Many men never learn healthy ways to deal with stress, Liang said. Then, it can emerge in harmful ways.

According to the APA, men commit 90 percent of homicides in the U.S. and represent 77 percent of homicide victims. They’re also more than three times as likely as women to die by suicide, and their life expectancy is nearly five years shorter, largely because of both violence and the health impact of stress.

Liang hopes that such groups as the cuddling meet-up can help men move beyond one restrictive definition of masculinity. Although those with more serious concerns may want to seek therapy, he said, “if this is something that’s more comfortable for men ... then it can do a whole lot of good.”

A growing movement of men’s support groups

When Kevin Eitzenberger was 11, his 7-year-old brother died. Growing up, Eitzenberger didn’t spend much time with his father. The two had little in common.

Both experiences left Eitzenberger without a role model to show him what it meant to be a man.

“It led me to believe I was less than,” he said. “That I wasn’t manly.”

In 2008, he discovered a group called the ManKind Project (MKP), which would help him overcome that feeling.

Founded about 30 years ago, MKP is a nonprofit focused on building male community through more than 900 men’s support groups in dozens of countries.

“We want men to come in and figure out what their ideal of manhood is,” said Boysen Hodgson, communications director of MKP in the U.S. “It’s not something that can be imposed or prescribed to you.”

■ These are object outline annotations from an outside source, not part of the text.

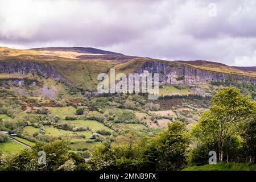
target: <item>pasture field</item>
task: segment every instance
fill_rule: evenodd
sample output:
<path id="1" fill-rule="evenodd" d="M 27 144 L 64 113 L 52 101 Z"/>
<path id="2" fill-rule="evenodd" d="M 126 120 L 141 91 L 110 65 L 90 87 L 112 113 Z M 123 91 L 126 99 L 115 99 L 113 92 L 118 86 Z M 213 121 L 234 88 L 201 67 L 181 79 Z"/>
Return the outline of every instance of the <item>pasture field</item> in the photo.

The group doesn’t focus on cuddling, but it does promote the idea of being open and vulnerable with other men.

“Asking for affection, asking for time, asking for help from other men is scary,” Hodgson said. “But it’s a very important skill for men to learn.”

Studies published in 2010 and 2014 found that participating in MKP programming improved men’s psychological well-being for up to two years.

For Eitzenberger, MKP helped him realize that wanting a connection with other men and seeking their acceptance was OK. It led him to start the cuddling group.

Now he receives about two requests a week from people looking to join the meet-up.

A man among men

At the cuddling group demonstration, Ryan Hancock absentmindedly touched TJ McDonnell’s ear. Later, McDonnell squeezed in between Turner and Eitzenberger lying on the floor, calling himself “the cream in the cookie.”

In this setting, touch was no more notable than asking about someone’s day.

Some men teared up as they discussed their regrets as fathers. Others were playful.

At the end of the session, the group huddled and took turns completing the phrase, “As a man among men, I feel...”

“Grateful to be with all of you,” Turner said.

“Worthy of connection,” Hancock said.

McDonnell, going last, said, “Loved, accepted, and included.”